Selain hukuman penjara, majelis hakim juga menetapkan denda sebesar Rp500 juta yang harus dibayar oleh Mardani Maming dalam waktu satu bulan setelah putusan berkekuatan hukum tetap. Jika denda tidak dibayar, hukuman penjara Mardani akan ditambah empat bulan.
Majelis hakim juga menguatkan putusan pidana pengganti sebesar Rp110,6 miliar kepada Mardani Maming. Apabila tidak dibayar dalam waktu sebulan, aset Mardani akan dirampas dan dilelang oleh jaksa. Jika hasil lelang tidak mencukupi, hukuman penjara Mardani akan diperpanjang dua tahun.
Vonis PK ini menyunat hukuman penjara yang sebelumnya ditetapkan pada tingkat kasasi. Dalam putusan kasasi, Mardani dijatuhi hukuman penjara 12 tahun.

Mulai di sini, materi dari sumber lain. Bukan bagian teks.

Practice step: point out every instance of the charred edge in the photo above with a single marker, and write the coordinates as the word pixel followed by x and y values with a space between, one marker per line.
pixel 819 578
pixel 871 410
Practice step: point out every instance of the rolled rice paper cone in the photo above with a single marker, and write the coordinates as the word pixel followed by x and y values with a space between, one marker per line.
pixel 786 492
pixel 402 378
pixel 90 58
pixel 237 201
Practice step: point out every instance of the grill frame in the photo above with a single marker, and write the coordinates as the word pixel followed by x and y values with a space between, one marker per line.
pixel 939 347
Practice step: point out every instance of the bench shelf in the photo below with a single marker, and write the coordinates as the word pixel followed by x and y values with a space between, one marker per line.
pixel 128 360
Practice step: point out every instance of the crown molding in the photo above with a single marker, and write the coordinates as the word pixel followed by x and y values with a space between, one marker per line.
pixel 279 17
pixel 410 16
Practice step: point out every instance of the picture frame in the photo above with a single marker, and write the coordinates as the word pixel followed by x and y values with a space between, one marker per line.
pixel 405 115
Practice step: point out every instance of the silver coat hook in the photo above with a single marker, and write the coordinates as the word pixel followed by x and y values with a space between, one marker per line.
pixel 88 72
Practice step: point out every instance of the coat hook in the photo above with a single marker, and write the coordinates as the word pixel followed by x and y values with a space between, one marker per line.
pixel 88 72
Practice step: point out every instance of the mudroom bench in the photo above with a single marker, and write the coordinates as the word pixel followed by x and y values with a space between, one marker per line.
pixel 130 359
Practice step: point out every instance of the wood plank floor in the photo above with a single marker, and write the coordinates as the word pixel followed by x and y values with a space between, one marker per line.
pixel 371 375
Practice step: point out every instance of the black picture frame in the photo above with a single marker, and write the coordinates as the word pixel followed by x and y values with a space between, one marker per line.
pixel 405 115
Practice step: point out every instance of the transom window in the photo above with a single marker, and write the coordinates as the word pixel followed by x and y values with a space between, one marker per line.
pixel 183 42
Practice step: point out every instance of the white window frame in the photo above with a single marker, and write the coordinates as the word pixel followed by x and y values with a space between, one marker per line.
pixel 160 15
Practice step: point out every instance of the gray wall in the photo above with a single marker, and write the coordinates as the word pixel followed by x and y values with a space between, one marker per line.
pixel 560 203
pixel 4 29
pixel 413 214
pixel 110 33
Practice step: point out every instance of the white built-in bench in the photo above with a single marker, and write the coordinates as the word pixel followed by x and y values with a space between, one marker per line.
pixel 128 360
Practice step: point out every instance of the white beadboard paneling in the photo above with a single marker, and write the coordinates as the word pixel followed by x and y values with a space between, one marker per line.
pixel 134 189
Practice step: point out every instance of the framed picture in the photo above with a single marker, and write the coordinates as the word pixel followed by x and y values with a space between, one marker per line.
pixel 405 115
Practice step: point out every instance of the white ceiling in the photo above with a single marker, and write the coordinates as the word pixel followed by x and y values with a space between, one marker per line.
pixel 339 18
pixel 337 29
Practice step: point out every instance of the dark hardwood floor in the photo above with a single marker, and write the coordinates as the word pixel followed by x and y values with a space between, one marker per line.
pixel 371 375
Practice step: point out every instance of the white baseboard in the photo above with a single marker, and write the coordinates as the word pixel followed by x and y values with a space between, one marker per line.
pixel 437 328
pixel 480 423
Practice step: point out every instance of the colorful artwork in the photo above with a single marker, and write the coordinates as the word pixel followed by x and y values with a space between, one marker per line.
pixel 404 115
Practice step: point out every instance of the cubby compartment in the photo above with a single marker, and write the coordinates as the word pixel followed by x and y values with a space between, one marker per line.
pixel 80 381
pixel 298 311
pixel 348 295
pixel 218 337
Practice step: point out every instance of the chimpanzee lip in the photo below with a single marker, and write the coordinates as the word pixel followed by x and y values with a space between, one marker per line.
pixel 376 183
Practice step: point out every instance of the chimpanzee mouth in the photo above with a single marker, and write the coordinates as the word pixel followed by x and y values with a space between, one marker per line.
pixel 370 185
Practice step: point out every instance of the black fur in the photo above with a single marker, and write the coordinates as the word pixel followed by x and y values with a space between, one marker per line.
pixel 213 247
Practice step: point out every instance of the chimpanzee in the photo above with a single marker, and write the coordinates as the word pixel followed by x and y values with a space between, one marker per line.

Keputusan PK ini menghitung masa hukuman penjara sejak penahanan dilakukan oleh Komisi Pemberantasan Korupsi (KPK).
Putusan MA ini memberikan sedikit keringanan bagi mantan Bupati Tanah Bumbu tersebut, namun tetap menegaskan adanya sanksi berat atas tindak pidana korupsi yang dilakukannya.